Tools and helpers for RDKit.
Project description
RDKIT-TOOLS
Tools for use with RDKit.
See also:
RDKit:
Dependencies
- RDKit Python package (via conda recommended).
$ conda create -n rdkit -c conda-forge rdkit ipykernel
$ conda activate rdkit
(rdkit) $ conda install -c conda-forge pyvis
(rdkit) $ conda install -c conda-forge networkx=2.5
See also: conda/environment.yml
Contents
- Formats - chemical file format conversion
- Depictions - 2D molecular depictions
- Standardization - molecular standardization
- Fingerprints - molecular path and pattern based binary feature vectors, similarity, and clustering tools
- Conformations - distance geometry based 3D conformation generation
- Properties - molecular property calculation: Lipinsky, Wildman-Crippen LogP, Kier-Hall electrotopological descriptors, solvent accessible surface area (SASA), and more.
- Scaffolds - Bemis-Murcko and BRICS scaffold analysis, rdScaffoldNetworks.
- SMARTS - molecular pattern matching (subgraph isomorphism)

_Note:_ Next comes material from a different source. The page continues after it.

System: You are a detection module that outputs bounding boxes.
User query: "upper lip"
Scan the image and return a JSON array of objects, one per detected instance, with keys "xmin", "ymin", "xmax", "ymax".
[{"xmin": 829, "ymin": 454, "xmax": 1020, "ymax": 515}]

- Reactions - SMIRKS based reaction transforms
Formats
(rdkit) $ python3 -m rdktools.formats.App -h
usage: App.py [-h] [--i IFILE] [--o OFILE] [--kekulize] [--sanitize] [--header]
[--delim DELIM] [--smilesColumn SMILESCOLUMN] [--nameColumn NAMECOLUMN]
[-v]
{mdl2smi,mdl2tsv,smi2mdl,smiclean,mdlclean,mol2inchi,mol2inchikey,demo}
RDKit chemical format utility
positional arguments:
{mdl2smi,mdl2tsv,smi2mdl,smiclean,mdlclean,mol2inchi,mol2inchikey,demo}
operation
optional arguments:
-h, --help show this help message and exit
--i IFILE input file (SMILES/TSV or SDF)
--o OFILE output file (specify '-' for stdout)
--kekulize Kekulize
--sanitize Sanitize
--header input SMILES/TSV file has header line
--delim DELIM delimiter for SMILES/TSV
--smilesColumn SMILESCOLUMN
input SMILES column
--nameColumn NAMECOLUMN
input name column
-v, --verbose
Depictions
(rdkit) $ python3 -m rdktools.depict.App -h
usage: App.py [-h] [--i IFILE] [--ifmt {AUTO,SMI,MDL}] [--ofmt {PNG,JPEG,PDF}]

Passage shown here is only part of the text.